Black Spring, The Fertile Repression

Fragment of a protest poster against the Black Spring.

14ymedio bigger14ymedio, Havana, 19 March 2018 — It was early morning when the police arrived at the door of the first of the opponents who were arrested on March 18, 2003. During that operation, 75 activists and independent journalists were sentenced to long prison terms under the so-called Gag Law, which is still in force today.

Having a typewriter, reporting a violation of human rights through a telephone line, publishing an independent magazine, collecting signatures or simply offering an interview to foreign media were some of the “proofs” that the authorities used to incriminate those arrested.

There were no lack of stories of uncovered moles, informers who saved their own skins by testifying against their colleagues, nor of police excesses against the families of the detainees. The long night of repression loomed over the whole island.

The Black Spring determined to a large extent what has happened in the last fifteen years in Cuban civil society. The fear of ending up in a dungeon led many citizens to desist from expressing opinions, and exile was ultimately the destiny of a good part of those who had suffered in those dungeons. It was a hard blow for the dissent.
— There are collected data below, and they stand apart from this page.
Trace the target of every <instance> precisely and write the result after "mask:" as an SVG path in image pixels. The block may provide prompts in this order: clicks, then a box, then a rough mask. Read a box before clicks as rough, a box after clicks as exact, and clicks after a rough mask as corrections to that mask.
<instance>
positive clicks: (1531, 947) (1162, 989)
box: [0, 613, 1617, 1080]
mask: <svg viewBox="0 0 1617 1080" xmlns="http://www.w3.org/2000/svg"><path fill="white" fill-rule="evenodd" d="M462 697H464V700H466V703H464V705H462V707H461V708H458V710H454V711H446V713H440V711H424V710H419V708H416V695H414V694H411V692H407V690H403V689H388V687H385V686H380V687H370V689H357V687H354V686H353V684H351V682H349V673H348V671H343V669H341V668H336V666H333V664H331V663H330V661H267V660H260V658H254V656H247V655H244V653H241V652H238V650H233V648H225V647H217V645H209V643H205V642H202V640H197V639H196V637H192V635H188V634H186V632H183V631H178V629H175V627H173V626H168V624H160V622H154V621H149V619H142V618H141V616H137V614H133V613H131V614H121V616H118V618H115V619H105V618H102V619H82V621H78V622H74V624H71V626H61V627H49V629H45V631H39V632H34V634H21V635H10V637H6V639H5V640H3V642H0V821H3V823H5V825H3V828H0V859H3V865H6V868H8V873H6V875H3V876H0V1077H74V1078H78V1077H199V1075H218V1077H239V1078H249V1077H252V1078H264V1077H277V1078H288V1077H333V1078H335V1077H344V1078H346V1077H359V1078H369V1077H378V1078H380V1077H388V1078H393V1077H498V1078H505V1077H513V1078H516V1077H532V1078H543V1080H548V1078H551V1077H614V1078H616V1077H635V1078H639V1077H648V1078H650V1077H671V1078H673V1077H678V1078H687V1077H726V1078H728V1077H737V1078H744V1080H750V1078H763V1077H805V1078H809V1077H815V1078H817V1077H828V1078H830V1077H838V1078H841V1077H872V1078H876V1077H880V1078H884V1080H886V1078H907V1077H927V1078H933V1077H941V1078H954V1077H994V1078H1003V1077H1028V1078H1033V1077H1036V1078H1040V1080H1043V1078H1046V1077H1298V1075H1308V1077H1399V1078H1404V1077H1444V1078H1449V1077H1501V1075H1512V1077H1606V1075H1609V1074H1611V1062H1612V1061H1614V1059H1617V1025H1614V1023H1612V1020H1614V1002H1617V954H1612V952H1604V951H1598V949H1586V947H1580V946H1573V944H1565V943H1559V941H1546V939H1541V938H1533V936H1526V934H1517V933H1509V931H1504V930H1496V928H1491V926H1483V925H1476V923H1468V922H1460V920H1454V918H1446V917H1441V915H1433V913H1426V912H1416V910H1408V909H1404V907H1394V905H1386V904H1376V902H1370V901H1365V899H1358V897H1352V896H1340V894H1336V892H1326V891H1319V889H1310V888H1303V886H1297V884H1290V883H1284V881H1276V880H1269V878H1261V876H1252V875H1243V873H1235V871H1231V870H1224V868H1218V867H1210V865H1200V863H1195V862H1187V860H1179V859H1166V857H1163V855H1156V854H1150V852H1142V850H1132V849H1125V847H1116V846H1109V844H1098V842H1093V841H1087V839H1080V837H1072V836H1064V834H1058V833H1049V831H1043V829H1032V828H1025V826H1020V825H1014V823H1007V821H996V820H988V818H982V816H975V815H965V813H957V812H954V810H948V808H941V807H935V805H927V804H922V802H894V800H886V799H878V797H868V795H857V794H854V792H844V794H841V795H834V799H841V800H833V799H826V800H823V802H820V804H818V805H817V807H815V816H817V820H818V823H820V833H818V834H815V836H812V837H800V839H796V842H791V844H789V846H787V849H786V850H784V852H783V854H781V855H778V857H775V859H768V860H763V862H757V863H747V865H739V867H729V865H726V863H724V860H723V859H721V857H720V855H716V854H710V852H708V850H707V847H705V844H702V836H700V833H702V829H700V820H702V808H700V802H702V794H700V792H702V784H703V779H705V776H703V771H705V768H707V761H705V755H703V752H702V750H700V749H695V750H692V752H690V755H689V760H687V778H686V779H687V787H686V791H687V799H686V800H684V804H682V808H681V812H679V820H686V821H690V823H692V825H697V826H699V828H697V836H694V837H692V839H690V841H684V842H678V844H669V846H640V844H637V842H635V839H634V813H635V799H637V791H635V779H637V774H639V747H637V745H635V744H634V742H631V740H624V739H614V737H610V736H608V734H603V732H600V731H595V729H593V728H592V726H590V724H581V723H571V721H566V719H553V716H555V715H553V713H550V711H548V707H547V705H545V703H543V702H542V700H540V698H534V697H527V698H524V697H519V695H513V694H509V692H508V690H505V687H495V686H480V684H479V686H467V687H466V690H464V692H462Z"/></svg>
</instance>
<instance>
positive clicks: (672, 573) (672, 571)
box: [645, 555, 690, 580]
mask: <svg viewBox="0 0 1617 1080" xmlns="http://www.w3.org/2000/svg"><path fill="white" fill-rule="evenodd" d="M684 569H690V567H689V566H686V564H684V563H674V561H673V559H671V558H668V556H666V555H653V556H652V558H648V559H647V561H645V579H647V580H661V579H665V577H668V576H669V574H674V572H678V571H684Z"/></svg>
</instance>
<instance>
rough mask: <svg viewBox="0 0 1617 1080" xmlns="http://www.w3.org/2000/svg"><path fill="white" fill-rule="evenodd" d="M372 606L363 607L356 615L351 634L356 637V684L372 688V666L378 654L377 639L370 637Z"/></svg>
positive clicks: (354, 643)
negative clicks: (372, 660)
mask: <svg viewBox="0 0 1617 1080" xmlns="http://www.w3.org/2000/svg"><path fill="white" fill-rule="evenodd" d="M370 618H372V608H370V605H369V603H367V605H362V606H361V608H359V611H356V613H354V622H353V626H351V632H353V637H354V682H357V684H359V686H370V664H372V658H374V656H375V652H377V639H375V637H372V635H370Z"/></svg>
However, this critical point also gave rise to the emergence and development of new groups, tendencies and phenomena outside official control. Fifteen years after that attempt to uproot the opposition, there is a process of diversification and expansion of the critical sector along with greater international solidarity with opponents.

Today’s activists, direct debtors of those 75 prisoners, have broadened the issues in which they work, from groups that demand rights for the LGBTI community to associations seeking greater social spaces for people with disabilities. The Island is a hotbed of independent proposals.

Currently, the journalists arrested that March 2003 are also essential reference points for the new batch of reporters who feed the independent media. Despite the attempt to kill all journalism outside the control of the Communist Party, there has been an information explosion, thanks in part to new technologies.

The date chosen to bury what was left of Cuban civic activism must be remembered today as a chronological point that marks a new beginning. That March when Fidel Castro’s government thought that it was exterminating the dissidence was in fact the beginning of the rebellion, of the social nonconformity and of the inspiration for which we decided to create new media outside the official press.